Following a scientific report of sea erosion degrading the Lakshadweep Archipelago, India’s island paradise, the local administration announced this month (August) steps to reduce dependence on fossil fuels on the territory and conserve its coral reefs.
Lakshadweep with its 36 islands forms the northern part of the Chagos – Maldives – Laccadive Ridge and lie 400 kilometres off the Indian coast. With a total area of 32 square kilometres, the centrally-administered territory supports a population of 70,000 people.
A comprehensive study of the Lakshadweep by the National Centre for Earth Sciences Study (NCESS), Thiruvananthapuram, reveals severe coastal erosion by natural factors such as high wave activity, strong winds and tidal currents, as well as human activity that threatens the stability of the popular tourist destination.
Published in Springer Briefs in Earth Sciences - 2015, the study uses numerical modelling to assess the extent of erosion and suggests remedial measures that include reduced dependence on diesel for power generation and protection of the beaches.

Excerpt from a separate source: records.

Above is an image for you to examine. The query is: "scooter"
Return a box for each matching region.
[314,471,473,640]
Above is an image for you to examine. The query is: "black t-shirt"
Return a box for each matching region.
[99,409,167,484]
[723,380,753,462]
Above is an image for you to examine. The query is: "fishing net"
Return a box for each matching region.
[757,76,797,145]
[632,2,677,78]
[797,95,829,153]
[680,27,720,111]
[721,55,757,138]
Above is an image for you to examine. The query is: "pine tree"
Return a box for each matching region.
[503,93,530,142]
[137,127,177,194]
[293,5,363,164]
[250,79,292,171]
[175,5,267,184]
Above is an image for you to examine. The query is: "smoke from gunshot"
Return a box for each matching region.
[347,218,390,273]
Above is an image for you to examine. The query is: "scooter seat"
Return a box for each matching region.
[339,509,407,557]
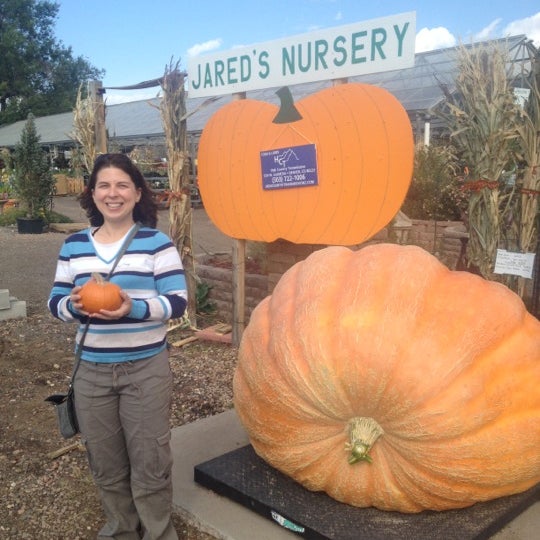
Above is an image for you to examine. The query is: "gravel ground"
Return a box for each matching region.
[0,223,236,540]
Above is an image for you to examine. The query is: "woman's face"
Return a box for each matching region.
[92,167,141,225]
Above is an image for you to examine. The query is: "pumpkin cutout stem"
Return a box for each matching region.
[272,86,302,124]
[345,416,384,465]
[92,272,105,285]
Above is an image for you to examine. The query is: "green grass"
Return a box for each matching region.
[0,208,73,227]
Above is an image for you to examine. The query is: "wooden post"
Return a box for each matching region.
[231,92,246,346]
[89,81,107,154]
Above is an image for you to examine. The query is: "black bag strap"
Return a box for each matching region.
[68,223,141,392]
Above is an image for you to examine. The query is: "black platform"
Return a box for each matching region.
[195,445,540,540]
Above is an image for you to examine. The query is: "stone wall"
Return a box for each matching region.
[196,220,464,323]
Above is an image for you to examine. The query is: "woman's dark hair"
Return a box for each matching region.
[79,154,158,227]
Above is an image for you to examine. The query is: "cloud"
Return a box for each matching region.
[104,86,161,105]
[503,11,540,47]
[415,26,457,53]
[188,38,223,56]
[473,19,502,41]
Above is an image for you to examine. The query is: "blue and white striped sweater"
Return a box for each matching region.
[48,227,187,363]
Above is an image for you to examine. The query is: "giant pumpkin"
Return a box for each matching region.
[198,83,414,245]
[234,244,540,512]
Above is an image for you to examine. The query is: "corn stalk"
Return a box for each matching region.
[439,44,519,279]
[70,84,98,171]
[159,61,197,325]
[517,48,540,297]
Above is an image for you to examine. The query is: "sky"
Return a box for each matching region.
[55,0,540,105]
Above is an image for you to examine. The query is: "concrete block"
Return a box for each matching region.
[0,289,9,309]
[0,297,26,321]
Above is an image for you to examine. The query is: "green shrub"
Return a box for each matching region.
[401,145,467,221]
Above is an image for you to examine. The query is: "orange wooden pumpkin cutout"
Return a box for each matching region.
[198,83,414,245]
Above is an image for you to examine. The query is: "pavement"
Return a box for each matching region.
[54,196,540,540]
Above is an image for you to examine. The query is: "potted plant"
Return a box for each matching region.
[13,114,54,234]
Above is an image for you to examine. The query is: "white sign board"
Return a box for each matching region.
[188,11,416,98]
[493,249,535,278]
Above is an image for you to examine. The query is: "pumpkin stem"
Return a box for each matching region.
[345,416,384,465]
[92,272,105,284]
[272,86,302,124]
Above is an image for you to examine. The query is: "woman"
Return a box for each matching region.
[48,154,187,540]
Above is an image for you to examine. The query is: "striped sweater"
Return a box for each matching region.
[48,227,187,363]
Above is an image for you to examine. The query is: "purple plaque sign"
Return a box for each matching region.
[261,144,319,189]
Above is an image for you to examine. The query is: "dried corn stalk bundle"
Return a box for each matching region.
[440,44,519,278]
[517,54,540,297]
[160,62,197,324]
[70,85,99,171]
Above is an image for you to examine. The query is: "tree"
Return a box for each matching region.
[0,0,103,125]
[13,114,54,218]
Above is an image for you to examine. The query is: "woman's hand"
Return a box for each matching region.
[89,290,132,321]
[69,286,132,321]
[69,286,88,315]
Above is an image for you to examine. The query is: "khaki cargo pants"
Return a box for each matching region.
[74,351,178,540]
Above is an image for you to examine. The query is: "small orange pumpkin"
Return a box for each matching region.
[234,244,540,512]
[198,83,414,245]
[79,273,122,313]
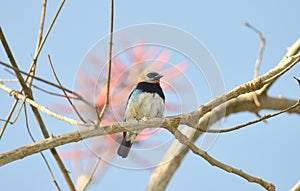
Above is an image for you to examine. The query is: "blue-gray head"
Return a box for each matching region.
[144,72,163,83]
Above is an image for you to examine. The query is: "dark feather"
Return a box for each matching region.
[136,82,165,101]
[118,132,132,158]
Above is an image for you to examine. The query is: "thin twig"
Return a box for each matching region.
[167,127,275,191]
[48,54,86,123]
[0,83,84,126]
[80,157,101,191]
[243,22,266,107]
[294,76,300,86]
[25,0,47,87]
[24,104,61,191]
[0,79,18,83]
[197,99,300,133]
[31,84,79,100]
[0,20,75,191]
[0,61,94,108]
[98,0,114,123]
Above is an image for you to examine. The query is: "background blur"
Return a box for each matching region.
[0,0,300,191]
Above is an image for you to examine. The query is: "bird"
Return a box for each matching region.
[117,71,165,158]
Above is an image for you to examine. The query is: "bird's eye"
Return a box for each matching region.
[147,72,159,78]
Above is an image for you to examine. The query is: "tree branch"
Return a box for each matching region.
[147,38,300,191]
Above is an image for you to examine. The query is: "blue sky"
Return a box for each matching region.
[0,0,300,191]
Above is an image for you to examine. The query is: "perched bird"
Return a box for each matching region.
[118,72,165,158]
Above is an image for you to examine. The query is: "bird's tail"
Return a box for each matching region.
[118,137,132,158]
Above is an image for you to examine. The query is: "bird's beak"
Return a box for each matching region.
[153,74,163,80]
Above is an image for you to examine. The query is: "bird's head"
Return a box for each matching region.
[140,72,163,84]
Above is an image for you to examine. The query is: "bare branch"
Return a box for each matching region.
[98,0,114,122]
[80,158,101,191]
[243,22,266,107]
[31,84,79,100]
[24,104,61,191]
[168,127,275,191]
[0,18,75,190]
[148,38,300,190]
[197,100,300,133]
[0,83,84,126]
[0,61,94,108]
[48,54,86,123]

The announcements made by the Lakshadweep administration on reducing diesel consumption and carbon emission include generating up to five megawatts of electricity with subsidies provided by the centralgovernment with the support of the UNDP’s GEF Biomass Power Project.
T.N. Prakash, head of coastal processes research at NCESS and lead author of the Springer study, tells SciDev.Net that the cost of wave power generation is estimated to be comparable to the present cost of shipping diesel from the Indian mainland to the islands.

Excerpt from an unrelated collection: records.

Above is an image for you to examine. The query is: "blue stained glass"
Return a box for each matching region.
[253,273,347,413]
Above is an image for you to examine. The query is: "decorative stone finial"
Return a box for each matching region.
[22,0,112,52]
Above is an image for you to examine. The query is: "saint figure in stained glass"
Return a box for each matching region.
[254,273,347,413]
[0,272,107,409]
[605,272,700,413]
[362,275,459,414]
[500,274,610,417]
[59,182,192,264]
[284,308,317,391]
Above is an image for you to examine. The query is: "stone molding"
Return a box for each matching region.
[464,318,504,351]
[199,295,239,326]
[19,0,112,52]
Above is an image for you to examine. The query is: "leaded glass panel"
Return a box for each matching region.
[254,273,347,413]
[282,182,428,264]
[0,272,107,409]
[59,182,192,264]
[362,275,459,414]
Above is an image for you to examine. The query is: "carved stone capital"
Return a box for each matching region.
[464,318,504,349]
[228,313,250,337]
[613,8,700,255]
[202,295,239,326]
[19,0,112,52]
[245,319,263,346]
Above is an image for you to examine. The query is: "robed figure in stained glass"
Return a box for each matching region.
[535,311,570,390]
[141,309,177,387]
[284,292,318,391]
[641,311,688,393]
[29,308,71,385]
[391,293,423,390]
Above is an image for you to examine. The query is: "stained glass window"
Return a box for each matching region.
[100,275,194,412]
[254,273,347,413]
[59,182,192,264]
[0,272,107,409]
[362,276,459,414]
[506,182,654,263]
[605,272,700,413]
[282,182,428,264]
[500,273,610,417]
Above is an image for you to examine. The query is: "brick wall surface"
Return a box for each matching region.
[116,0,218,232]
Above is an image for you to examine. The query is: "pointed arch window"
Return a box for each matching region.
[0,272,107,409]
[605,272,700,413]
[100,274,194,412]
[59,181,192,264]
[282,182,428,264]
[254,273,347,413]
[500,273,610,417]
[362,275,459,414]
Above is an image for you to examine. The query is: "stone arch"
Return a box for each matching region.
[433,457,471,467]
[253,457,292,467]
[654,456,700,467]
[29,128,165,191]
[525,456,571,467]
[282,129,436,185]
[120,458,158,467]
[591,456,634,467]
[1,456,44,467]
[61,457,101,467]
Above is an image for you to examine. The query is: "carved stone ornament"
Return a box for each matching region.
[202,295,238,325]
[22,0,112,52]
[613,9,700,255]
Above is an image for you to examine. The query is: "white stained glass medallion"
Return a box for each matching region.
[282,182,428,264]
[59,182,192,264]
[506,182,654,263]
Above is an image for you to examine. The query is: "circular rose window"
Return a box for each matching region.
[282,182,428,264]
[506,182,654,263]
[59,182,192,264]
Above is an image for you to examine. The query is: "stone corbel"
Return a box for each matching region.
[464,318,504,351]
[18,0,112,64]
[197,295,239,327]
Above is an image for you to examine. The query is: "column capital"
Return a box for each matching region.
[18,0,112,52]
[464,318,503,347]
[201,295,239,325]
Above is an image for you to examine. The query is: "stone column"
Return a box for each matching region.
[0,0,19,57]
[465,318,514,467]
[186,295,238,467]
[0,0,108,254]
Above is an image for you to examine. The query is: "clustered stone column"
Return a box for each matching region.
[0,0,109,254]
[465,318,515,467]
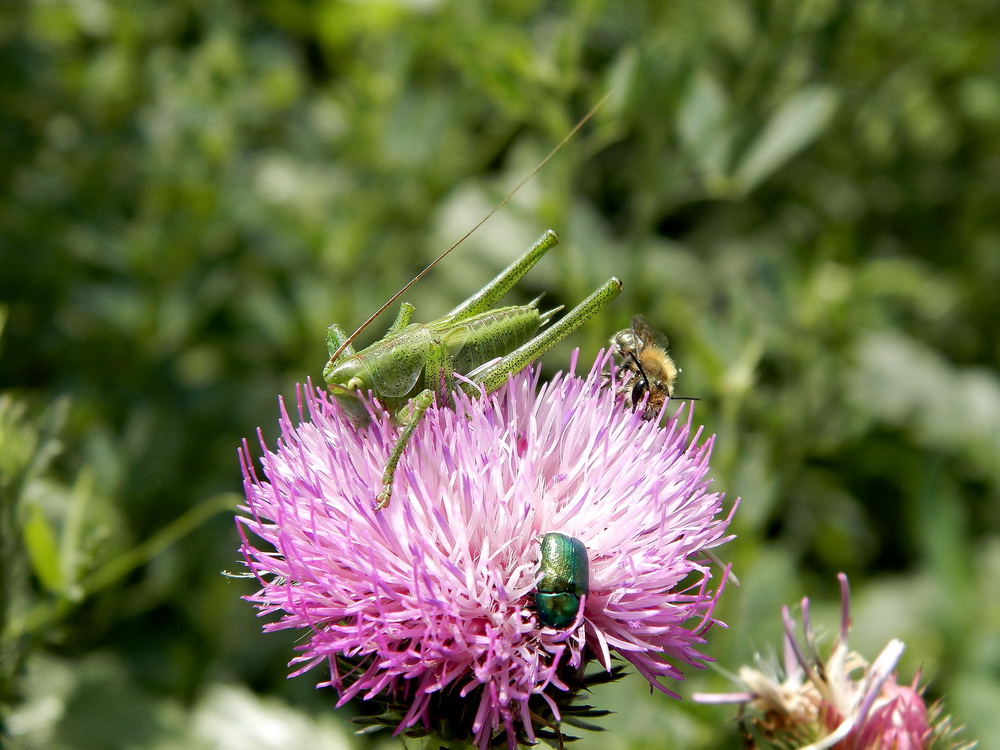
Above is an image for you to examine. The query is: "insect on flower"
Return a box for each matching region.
[323,230,622,510]
[239,356,731,750]
[611,315,680,419]
[535,532,590,630]
[323,99,621,510]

N. P. Kurian, scientist and member of the board of studies in physical oceanography at the Cochin University of Science and Technology, tellsSciDev.Net that the study is important for the fact that it “looks into the prospects and advantages of renewable energy sources like biomass, solar, wind and wave for multi-source power generation systems on the islands.”
The administration plans to popularise energy saving devices and appliances such as LED lighting systems powered by solar energy on the streets and in homes. Battery operated vehicles now plying on the islands are also due to be recharged off a solar grid.
Despite risks to the fragile reefs, the administration plans to facilitate visits by cruise ships and yachts on a model similar to that on the Maldives — a small island state that faces permanent inundation from sea-level rise by the end of the century. Since March, a ‘Long-Term Coral Reef Monitoring Programme’ involving a team of scientists has been in place in the Lakshadweep.
Prakash says that the “rare aquatic biodiversity and vast blue lagoons of the islands”, which are the main tourist draw, are also at risk from cyclones and deep depressions. He believes that a balance has to be found between conservation and tourism, described officially as the engine for socio-economic development of the islands.
Sheela Nair, researcher for the study, says that while short-term shoreline changes are seasonal, long-term changes need to be countered using layers of tetrapods, hollow concrete blocks and coir bags filled with pebbles — though these may hamper the fishing and tourism industries.
Coral reefs, lagoons and mangroves have already suffered from dredging activities for port development. Fisheries, inadequate sewage and solid waste treatment and unscientific tourism promotion on the islands are also contributing to the degradation, she says.
“While considering the limitation of resources in Lakshadweep, a new management policy with indigenous initiatives, a good mix of administration and science and technology inputs can be of immense help to the islands,” says Prakash.